Ele me levou para o terraço de pedra, o ar noturno frio contra minha fina camisola de seda. Eu tremi, envolvendo os braços em volta de mim mesma.
No gramado, Camila já estava esperando, um sorriso teatral no rosto. Mas meus olhos não estavam nela. Estavam na grande gaiola coberta ao lado dela.
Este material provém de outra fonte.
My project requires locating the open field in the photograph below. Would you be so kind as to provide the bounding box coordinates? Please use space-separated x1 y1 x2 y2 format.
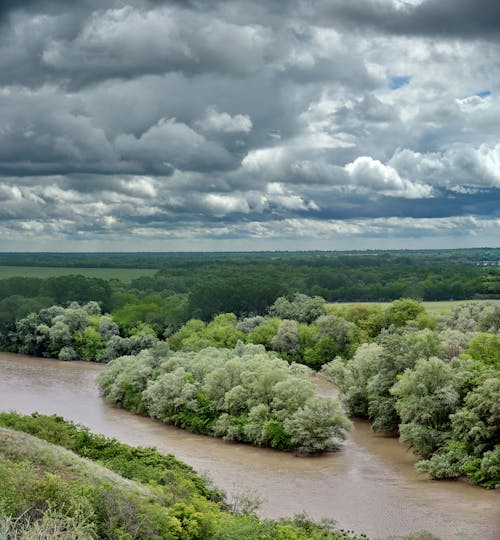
0 265 158 283
329 299 500 316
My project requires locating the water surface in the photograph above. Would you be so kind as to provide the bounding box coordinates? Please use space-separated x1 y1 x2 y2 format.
0 353 498 539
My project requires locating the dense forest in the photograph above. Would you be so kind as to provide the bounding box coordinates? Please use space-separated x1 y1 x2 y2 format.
3 290 498 486
0 250 498 489
0 249 499 349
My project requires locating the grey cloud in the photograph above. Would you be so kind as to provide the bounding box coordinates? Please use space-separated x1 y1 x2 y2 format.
316 0 500 40
114 118 235 173
0 0 499 249
37 6 275 87
389 144 500 188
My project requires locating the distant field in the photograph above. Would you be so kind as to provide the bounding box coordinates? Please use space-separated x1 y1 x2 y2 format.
0 266 158 283
329 299 500 316
421 300 500 316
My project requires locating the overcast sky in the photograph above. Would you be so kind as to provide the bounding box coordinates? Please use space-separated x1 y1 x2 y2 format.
0 0 499 251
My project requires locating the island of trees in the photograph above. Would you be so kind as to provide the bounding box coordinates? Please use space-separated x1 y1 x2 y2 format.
2 290 498 487
0 249 498 537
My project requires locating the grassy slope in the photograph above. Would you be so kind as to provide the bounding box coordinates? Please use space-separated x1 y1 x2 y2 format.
0 415 368 540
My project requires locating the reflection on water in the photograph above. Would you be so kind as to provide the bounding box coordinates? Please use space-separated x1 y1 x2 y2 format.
0 353 498 539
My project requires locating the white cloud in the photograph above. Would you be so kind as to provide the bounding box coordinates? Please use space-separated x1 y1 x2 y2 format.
114 118 232 172
345 156 433 198
202 193 251 216
197 106 252 133
390 144 500 188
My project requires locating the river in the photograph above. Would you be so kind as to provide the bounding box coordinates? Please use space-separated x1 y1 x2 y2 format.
0 353 498 539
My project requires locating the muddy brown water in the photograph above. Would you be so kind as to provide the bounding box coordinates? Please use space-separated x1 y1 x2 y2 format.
0 353 498 539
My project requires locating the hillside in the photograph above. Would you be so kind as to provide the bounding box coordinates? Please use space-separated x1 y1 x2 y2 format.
0 414 370 540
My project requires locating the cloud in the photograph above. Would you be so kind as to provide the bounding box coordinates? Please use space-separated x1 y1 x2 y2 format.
315 0 500 40
345 156 434 198
0 0 498 250
114 117 234 173
389 144 500 188
196 106 253 133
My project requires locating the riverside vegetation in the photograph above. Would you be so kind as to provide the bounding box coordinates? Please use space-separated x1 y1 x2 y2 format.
1 251 498 538
1 249 499 348
0 412 371 540
2 291 499 486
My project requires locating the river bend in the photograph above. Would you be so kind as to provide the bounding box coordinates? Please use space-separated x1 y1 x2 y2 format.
0 353 498 539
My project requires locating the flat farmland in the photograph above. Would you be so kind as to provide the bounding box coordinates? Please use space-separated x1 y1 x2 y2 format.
328 299 500 316
0 266 158 283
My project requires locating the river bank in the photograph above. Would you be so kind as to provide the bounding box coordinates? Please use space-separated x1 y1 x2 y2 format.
0 352 498 539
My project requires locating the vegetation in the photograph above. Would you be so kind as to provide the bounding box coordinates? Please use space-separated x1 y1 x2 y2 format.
0 249 499 487
99 343 351 453
2 285 499 482
322 301 500 488
0 249 498 349
7 300 159 362
0 413 368 539
0 265 157 282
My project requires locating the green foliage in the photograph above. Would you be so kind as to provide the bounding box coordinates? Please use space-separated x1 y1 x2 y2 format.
392 357 462 458
385 299 425 327
284 396 352 453
100 344 350 453
0 416 364 540
327 303 385 338
168 315 245 352
6 301 160 363
322 343 384 418
188 275 285 321
271 319 301 358
245 317 281 349
464 333 500 368
268 293 326 323
0 412 220 503
366 329 442 433
416 377 500 488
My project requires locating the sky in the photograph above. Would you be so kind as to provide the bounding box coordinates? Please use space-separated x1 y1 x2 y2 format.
0 0 499 252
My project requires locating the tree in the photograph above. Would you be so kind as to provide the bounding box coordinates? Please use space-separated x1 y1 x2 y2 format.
268 293 325 323
417 377 500 488
284 396 352 453
322 343 384 418
464 333 500 368
392 357 461 458
385 299 425 327
100 343 351 453
368 328 442 433
271 319 301 358
245 317 280 349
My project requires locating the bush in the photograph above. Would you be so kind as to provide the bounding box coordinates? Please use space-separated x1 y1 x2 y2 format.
100 344 351 453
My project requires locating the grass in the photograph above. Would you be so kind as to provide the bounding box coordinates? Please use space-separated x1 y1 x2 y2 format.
0 415 369 540
421 300 500 316
328 299 500 316
0 266 158 283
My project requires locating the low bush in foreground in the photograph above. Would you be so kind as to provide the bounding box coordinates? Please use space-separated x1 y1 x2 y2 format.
0 414 368 540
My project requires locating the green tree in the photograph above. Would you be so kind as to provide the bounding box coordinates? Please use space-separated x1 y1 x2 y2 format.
385 299 425 327
284 396 352 453
368 329 442 433
464 333 500 368
417 377 500 488
268 293 325 323
392 357 462 458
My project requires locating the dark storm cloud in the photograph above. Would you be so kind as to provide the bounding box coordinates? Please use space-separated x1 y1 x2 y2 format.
316 0 500 39
0 0 499 249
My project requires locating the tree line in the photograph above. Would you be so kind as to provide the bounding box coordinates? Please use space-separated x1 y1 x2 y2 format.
0 249 498 350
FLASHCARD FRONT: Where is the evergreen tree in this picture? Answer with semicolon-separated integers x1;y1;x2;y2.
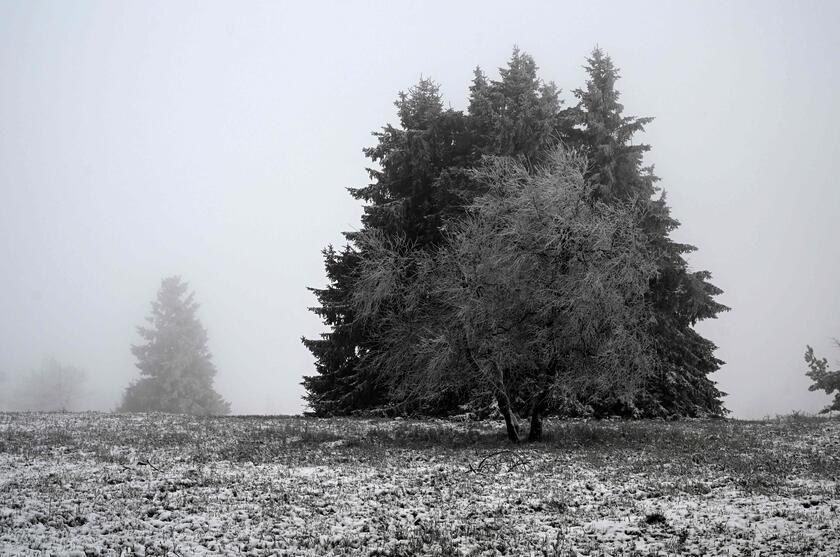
468;47;562;159
301;246;384;415
562;48;728;417
350;77;472;245
302;79;471;415
120;276;230;415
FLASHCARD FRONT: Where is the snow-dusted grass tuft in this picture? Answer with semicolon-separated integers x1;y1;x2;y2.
1;412;838;556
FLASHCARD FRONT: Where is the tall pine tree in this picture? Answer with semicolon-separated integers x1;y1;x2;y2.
302;79;472;415
120;276;230;415
561;48;728;417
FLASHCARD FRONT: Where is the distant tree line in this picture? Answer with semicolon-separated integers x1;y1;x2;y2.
302;47;729;429
0;358;87;412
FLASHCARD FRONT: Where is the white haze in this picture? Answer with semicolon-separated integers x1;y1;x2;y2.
0;0;838;417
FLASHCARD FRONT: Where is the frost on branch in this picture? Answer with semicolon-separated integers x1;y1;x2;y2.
352;147;660;441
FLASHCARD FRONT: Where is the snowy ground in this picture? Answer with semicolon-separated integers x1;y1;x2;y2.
1;413;838;556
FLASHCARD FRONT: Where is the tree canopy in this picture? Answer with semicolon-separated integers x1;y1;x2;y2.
353;148;660;440
303;47;728;422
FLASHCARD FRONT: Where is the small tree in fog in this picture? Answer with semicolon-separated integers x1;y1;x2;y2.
804;341;840;414
13;358;87;411
352;148;659;441
120;276;230;415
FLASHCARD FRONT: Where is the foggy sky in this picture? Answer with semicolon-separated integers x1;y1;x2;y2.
1;1;838;418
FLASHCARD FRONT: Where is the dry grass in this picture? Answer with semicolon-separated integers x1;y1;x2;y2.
1;412;838;555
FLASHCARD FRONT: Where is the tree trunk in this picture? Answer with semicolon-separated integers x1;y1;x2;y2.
497;394;520;443
528;410;543;442
528;386;548;442
528;363;556;442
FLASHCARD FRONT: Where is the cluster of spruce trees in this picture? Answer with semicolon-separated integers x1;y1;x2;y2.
303;48;728;419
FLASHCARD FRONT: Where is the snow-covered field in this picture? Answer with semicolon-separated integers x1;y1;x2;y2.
1;413;838;556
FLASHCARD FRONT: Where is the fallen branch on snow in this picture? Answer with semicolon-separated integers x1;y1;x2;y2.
468;450;530;475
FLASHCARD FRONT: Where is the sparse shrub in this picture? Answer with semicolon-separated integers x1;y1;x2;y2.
804;342;840;414
545;495;569;514
645;511;667;525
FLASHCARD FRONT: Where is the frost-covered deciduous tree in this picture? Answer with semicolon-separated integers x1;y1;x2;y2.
120;276;230;415
804;341;840;414
352;148;660;441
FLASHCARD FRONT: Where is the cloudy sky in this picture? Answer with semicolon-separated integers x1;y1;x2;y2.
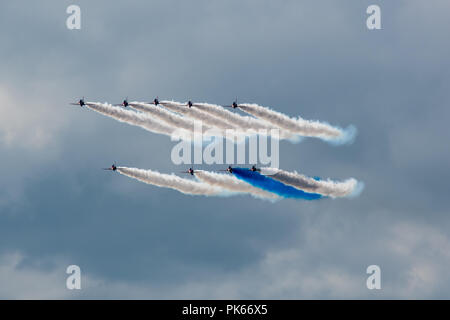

Heitor me colocou em uma cadeira, e imediatamente foi para o lado de Camila. Ele a envolveu em um casaco grosso forrado de pele, suas mãos demorando em sua cintura. "Você está aquecida o suficiente, meu amor?", ele murmurou, pressionando um beijo em sua têmpora. "Você e o bebê precisam ter cuidado."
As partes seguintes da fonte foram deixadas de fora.